Anıtkabir'in inşaatında çalışan iki işçi

1950 yılı içerisinde tamamlanan üçüncü kısımda Anıtkabir’e çıkan yollar, Aslanlı Yol, mozolenin önünde bulunan tören meydanı, lahit taşının tamamlanıp yerleştirilmesi ve Anıtkabir merdivenleri yapıldı. 1950-1953 yılları arasında süren ve Atatürk’ün naaşının nakledilmesiyle tamamlanan dördüncü kısım inşaatta ise şeref holü döşemesi, tonozlar alt döşemeleri ve şeref holü çevresi taş profilleri ile saçak süslemelerinin yapılması tamamlandı.

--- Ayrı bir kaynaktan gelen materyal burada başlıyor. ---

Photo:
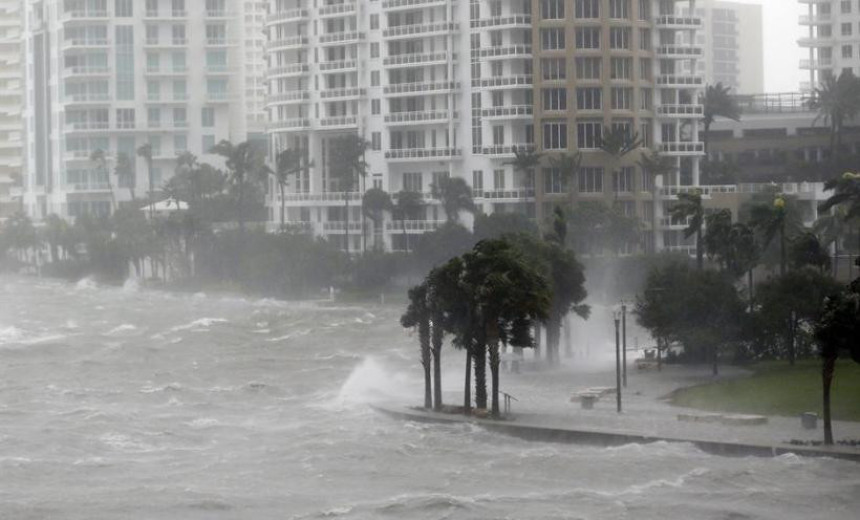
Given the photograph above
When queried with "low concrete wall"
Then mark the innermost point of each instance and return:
(533, 432)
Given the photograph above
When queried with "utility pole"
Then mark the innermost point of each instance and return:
(617, 317)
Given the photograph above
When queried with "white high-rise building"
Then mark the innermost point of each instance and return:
(113, 75)
(11, 104)
(443, 88)
(833, 29)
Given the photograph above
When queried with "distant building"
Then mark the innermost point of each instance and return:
(11, 103)
(733, 45)
(113, 75)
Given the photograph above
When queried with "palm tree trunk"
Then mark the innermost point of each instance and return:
(467, 388)
(436, 340)
(827, 370)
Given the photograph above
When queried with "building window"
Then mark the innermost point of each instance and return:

Anıtkabir’in mimari özellikleri

Genel mimarisi, Türk mimari tarihinde 1940-1950 yılları arasını kapsayan “II. Ulusal Mimarlık Dönemi” eserlerinin özelliklerini yansıtan Anıtkabir, dönem mimarisinin anıtsal özellik taşıyan dış görüntüsü, simetrik tasarımı ve kesme taşın yapının asıl malzemesi olarak kullanılması gibi niceliklerini taşıyor. Anıtkabir’in inşası esnasında, beton üzerine dış kaplama malzemesi olarak kolay işlenebilen gözenekli, çeşitli renklerde traverten, mozole içi kaplamalarında ise mermer kullanıldı. Anıtkabir’de bulunan ve Aslanlı Yol’daki aslan heykellerinin de içinde bulunduğu heykeller, kulelerin iç duvarları ve mozolenin ana kolonları; beyaz traverten ile yapıldı. Anıtkabir’de bulunan kırmızı ve siyah travertenler ise kulelerin zeminleri ve tören meydanında; sarı travertenler ise şeref holü, tören meydanının çevresindeki kolonlar ve zafer kabartmalarının yapımında kullanıldı.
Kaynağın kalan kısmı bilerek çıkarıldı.